We were attended to by our lovely waiter, Freddie, who recommended that I begin with the Arrivée, a floral blend of Lillet Blanc and Noilly Prat, elderflower and white melon cordial, orange bitters and a prosecco finish. The menu is designed for sharing and so we started with a selection of Petites Assiettes; Calmars frits (fried baby squid), Salade de lentilles et brie (warm lentil salad), and of course the Tartare de thon, a tuna tartare with confit egg yolk and Oscietra caviar that looked pretty as a picture. I was tempted to order the baked escargots but my dining companion was a less adventurous eater! We then ordered a couple of their Plats de Signature; the Filet Mignon with chanterelle and aged Parmesan cheese, and the Lobster Thermidor, decadent grilled lobster with Cognac, Dijon mustard, Gruyere and black truffle, served in a hot skillet. Our only regret was not ordering more bread to soak up the delicious sauce. I also particularly enjoyed our side of Frites, crispy golden layered potato ‘chips’ seasoned with rosemary and sea salt. Finishing on a sweet note, we shared the Mille-feuille with vanilla bean Chantilly, mango, and passionfruit, and the warm beignets served with a trio of dipping sauces – my favourite was the dulce de leche which was deliciously addictive.

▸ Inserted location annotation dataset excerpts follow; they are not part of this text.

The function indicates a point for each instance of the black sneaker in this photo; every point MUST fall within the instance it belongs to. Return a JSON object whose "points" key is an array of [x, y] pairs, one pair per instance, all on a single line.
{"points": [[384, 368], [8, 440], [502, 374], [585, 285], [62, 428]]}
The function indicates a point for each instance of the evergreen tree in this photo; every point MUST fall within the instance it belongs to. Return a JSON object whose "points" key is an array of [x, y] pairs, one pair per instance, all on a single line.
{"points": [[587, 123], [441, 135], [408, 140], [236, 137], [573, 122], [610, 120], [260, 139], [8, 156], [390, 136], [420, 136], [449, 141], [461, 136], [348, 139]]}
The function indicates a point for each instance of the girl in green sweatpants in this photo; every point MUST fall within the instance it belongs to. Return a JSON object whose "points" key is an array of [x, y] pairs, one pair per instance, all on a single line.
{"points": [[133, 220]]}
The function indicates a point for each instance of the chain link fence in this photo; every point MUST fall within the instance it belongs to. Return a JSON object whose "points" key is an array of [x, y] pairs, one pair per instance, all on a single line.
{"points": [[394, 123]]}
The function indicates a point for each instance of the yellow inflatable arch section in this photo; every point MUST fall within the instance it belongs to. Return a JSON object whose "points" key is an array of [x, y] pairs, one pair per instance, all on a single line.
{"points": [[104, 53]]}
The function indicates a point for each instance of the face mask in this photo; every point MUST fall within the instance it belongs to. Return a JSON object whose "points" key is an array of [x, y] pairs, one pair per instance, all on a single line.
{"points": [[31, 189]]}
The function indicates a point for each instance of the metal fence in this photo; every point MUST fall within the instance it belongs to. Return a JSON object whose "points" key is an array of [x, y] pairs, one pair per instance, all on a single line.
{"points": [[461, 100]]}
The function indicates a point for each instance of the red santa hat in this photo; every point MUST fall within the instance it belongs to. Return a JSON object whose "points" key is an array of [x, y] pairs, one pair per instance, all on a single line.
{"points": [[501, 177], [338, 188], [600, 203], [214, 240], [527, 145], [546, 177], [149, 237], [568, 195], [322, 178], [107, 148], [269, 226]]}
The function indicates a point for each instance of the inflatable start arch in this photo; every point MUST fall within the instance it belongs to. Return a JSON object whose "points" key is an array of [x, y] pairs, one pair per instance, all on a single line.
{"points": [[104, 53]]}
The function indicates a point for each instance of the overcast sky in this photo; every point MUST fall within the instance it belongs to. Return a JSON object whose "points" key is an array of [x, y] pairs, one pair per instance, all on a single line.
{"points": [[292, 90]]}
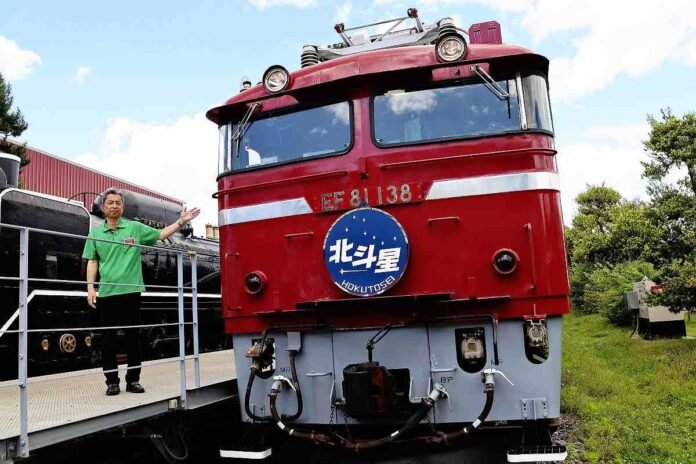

Alongside the black and white portraits that line the walls of the restaurant, the ceiling is also adorned with an abstract metal sculpture depicting abstract faces with hats by Shida Salehi, inspired by the old millenaries of London. Linework is also prominently featured throughout the space, from the flooring to the upholstery, bringing an element of Britishness.

8 at The Londoner

We then headed upstairs to 8 at The Londoner for post-dinner drinks, a rooftop izakaya lounge that reimagines the informal and traditional Japanese style of dining and drinking. We sat in the open-aired space surrounded by bamboo with a dramatic open firepit in the centre, decorated in Japanese ropework. It can get quite chilly in the evenings but thankfully warm blankets were provided as we sampled some of their delicious Signature cocktails.

A word of thanks to The Londoner and the wonderful staff who made our stay welcoming and enjoyable.
With plenty more spaces and experiences that I have left to explore (I’ve got my eyes set on the afternoon tea) I’m sure that it shan’t be too long until my next visit.

  • My experience at The Londoner was complimentary – views and photos are my own.